Break an integer to a list of digits

Question

I am learning Haskell, and I am solving problem 30 on project Euler.

digits n = if n<10 then [n] else (digits (quot n 10)) ++ [(mod n 10)]
isP30 n = (sum $ map (^5) $ digits n) == n
sum $ filter isP30 [10^5..10^6-1]

Is there a more readable way to implement the digits function ?

Answer 1

Using @BenjaminHodgson's suggestion, you can write an unfold as

import Data.Tuple (swap)
import Data.List (unfoldr)

digits = unfoldr go
    where go 0 = Nothing
          go n = Just (swap $ n `divMod` 10)

However, due to how unfoldr works you will get the digits in reverse order here. Another solution is to ditch this entirely and go with

import Data.Char (digitToInt)

digits = map digitToInt . show

My timings found it to be faster and use about 25% of the memory in an unoptimized GHCi session, it also doesn't reverse the order of the digits.

Answer 2

What about:

digits n = fmap digitToInt $ show n

I forgot to mention that you need to import digitToInt from Data.Char first, as in @bheklilr's answer.

Answer 3

First of all it is always more readable to write code with guards, instead of if-then-else. All the extraneous parens are also distracting.

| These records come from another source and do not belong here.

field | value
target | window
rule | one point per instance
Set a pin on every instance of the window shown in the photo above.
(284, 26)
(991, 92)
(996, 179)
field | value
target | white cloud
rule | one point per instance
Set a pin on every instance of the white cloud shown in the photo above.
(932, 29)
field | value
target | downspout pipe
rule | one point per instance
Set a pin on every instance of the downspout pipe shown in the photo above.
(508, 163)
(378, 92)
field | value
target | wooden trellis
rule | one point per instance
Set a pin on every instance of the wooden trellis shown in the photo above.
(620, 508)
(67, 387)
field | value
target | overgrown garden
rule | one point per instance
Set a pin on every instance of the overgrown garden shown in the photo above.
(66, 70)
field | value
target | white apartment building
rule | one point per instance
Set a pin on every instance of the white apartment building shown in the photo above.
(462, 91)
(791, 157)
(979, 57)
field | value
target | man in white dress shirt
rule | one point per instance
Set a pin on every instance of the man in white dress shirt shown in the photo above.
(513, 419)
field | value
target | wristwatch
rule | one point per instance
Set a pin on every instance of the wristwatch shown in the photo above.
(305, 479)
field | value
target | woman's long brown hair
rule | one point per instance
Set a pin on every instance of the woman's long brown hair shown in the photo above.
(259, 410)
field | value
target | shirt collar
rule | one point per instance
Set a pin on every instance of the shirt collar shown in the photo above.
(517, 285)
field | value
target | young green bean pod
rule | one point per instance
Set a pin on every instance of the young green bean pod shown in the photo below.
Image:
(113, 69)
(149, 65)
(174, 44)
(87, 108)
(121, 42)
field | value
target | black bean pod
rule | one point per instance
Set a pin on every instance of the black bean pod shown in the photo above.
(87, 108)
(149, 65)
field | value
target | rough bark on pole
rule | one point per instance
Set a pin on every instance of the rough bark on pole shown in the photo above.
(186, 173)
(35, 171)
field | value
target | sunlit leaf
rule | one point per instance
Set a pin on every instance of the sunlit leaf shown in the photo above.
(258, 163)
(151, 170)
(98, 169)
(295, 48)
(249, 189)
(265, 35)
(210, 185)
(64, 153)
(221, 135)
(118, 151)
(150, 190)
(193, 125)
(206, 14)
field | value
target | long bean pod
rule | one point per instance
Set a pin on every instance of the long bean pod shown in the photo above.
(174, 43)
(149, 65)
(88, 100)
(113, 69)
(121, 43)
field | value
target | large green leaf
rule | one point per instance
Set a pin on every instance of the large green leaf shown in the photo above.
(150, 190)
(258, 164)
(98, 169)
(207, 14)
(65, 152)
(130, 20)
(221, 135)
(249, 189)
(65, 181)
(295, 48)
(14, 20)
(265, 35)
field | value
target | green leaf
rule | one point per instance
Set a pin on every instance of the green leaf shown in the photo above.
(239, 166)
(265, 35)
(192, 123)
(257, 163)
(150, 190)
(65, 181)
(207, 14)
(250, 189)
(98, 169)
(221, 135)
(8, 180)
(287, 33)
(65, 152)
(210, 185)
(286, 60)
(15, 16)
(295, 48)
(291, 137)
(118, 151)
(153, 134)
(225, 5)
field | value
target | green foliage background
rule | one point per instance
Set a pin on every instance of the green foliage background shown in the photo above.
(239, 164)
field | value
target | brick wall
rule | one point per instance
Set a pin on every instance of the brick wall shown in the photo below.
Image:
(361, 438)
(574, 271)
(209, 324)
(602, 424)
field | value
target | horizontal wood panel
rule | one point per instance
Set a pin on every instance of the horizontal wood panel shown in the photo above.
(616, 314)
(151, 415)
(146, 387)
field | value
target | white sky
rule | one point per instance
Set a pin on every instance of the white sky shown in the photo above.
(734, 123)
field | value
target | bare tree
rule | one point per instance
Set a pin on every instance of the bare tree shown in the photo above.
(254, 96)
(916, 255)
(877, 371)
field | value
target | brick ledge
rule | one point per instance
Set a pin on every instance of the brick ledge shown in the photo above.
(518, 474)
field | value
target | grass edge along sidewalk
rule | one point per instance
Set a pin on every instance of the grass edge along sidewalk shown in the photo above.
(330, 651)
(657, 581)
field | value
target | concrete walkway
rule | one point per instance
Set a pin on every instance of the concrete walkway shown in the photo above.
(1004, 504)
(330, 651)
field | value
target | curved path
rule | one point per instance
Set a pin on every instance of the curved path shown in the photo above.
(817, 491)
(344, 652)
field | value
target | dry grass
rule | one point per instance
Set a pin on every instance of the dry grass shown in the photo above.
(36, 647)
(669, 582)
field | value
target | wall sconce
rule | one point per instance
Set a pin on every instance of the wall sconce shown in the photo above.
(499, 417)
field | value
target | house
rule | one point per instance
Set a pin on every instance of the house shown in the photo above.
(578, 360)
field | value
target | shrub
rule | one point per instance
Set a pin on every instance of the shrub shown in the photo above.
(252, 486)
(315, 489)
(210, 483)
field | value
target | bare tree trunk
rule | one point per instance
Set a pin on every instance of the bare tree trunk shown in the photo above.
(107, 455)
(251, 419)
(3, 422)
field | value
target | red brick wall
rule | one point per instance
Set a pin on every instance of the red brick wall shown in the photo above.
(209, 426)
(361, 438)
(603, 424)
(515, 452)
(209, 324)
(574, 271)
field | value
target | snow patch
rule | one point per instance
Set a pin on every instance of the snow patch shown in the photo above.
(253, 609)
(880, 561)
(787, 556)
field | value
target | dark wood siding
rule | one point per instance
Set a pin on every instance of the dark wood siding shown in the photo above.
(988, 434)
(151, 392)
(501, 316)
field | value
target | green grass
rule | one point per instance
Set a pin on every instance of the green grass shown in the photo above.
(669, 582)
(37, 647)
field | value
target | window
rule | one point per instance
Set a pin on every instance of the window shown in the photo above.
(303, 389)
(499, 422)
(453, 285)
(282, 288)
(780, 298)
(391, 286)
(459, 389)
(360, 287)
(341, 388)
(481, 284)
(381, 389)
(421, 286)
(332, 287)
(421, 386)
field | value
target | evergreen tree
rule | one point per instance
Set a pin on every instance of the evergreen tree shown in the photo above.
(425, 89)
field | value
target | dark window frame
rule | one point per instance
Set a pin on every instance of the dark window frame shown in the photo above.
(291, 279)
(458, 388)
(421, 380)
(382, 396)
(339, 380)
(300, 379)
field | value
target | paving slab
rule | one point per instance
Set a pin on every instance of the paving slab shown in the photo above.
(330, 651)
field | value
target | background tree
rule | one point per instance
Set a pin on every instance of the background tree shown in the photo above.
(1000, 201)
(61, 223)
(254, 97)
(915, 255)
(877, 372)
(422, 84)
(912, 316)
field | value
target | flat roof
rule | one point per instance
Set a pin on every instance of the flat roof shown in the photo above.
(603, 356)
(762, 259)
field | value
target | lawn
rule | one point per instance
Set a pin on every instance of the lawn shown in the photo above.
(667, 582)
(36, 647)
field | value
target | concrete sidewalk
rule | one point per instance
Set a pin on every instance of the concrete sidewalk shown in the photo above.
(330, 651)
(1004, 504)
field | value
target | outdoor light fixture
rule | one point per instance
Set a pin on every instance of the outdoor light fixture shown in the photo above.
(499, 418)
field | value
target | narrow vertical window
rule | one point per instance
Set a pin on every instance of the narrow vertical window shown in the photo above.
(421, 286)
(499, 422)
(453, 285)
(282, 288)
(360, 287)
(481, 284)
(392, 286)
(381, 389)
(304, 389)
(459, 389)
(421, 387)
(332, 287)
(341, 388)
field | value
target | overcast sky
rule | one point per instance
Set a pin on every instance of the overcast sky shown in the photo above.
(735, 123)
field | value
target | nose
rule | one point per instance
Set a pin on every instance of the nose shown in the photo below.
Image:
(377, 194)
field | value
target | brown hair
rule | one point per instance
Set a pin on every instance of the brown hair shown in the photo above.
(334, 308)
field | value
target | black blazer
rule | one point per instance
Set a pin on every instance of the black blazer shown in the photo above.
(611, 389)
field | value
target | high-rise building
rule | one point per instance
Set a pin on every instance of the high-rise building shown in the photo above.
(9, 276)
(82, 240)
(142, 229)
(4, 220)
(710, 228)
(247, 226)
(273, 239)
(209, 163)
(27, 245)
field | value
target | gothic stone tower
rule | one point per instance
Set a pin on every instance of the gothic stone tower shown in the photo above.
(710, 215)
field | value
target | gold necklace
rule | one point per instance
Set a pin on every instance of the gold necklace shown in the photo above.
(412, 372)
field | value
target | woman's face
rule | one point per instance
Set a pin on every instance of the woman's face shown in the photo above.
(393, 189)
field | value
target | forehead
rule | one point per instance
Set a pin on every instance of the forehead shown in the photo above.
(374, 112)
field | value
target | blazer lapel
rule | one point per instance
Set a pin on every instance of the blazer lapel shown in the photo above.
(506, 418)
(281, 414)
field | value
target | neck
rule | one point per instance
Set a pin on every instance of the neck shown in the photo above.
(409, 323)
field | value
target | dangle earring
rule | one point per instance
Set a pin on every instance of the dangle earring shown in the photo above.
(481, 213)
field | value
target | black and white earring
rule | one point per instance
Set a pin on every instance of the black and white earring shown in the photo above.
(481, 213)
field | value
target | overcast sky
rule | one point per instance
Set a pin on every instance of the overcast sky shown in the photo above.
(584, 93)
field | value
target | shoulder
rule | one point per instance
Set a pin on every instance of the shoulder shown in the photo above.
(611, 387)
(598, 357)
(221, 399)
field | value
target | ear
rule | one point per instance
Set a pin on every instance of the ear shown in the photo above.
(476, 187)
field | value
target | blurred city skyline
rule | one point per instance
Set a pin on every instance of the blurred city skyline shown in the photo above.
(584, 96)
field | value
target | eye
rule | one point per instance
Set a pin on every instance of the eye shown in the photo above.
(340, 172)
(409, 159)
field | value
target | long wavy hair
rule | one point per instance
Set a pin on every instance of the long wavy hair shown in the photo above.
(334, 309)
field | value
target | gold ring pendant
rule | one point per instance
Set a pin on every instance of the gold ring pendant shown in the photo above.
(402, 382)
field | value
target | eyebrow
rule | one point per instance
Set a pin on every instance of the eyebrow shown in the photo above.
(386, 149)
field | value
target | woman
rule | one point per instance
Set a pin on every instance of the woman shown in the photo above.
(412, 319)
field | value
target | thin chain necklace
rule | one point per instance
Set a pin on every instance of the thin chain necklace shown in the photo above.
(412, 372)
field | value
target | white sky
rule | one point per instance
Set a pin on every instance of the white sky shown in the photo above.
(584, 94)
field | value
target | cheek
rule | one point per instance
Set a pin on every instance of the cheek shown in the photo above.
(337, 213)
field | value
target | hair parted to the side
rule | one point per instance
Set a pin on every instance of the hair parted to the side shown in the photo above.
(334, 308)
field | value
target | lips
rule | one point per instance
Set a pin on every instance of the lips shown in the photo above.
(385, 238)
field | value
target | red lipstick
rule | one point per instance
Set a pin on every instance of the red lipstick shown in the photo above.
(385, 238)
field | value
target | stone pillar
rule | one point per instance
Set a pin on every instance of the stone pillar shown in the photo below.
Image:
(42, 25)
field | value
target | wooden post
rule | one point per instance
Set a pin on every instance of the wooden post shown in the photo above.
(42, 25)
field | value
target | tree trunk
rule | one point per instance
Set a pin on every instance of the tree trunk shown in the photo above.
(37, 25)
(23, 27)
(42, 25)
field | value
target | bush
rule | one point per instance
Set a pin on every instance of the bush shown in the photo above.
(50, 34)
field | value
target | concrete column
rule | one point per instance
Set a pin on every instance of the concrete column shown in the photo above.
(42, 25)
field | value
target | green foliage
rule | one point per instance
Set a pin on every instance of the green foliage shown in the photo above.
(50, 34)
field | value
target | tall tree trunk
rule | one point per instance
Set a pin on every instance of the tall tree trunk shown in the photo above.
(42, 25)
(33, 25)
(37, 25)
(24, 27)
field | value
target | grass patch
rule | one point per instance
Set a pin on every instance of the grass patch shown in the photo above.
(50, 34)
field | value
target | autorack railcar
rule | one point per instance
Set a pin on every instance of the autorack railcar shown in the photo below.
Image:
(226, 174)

The standard transformation for the inefficient appending-at-end functions, like your

digits n | n < 10    = [n] 
         | otherwise = digits (quot n 10) ++ [mod n 10]

is to introduce an additional argument, where calling the old digits n ++ xs is the same as calling the new go n xs:

digits n = go n []   -- digits_old n ++ [] == go n []
   where
   go n next | n < 10    = n : next
             | otherwise = go (quot n 10) (mod n 10 : next)

--                            [a,b,c,...,x,y]         [z]
--                            [a,b,c,...,x]         [y,z]

Thus the digits being produced in the reversed order go one by one into the result list being built bottom-to-the-top in an accumulator parameter, resulting in the list created in the correct order.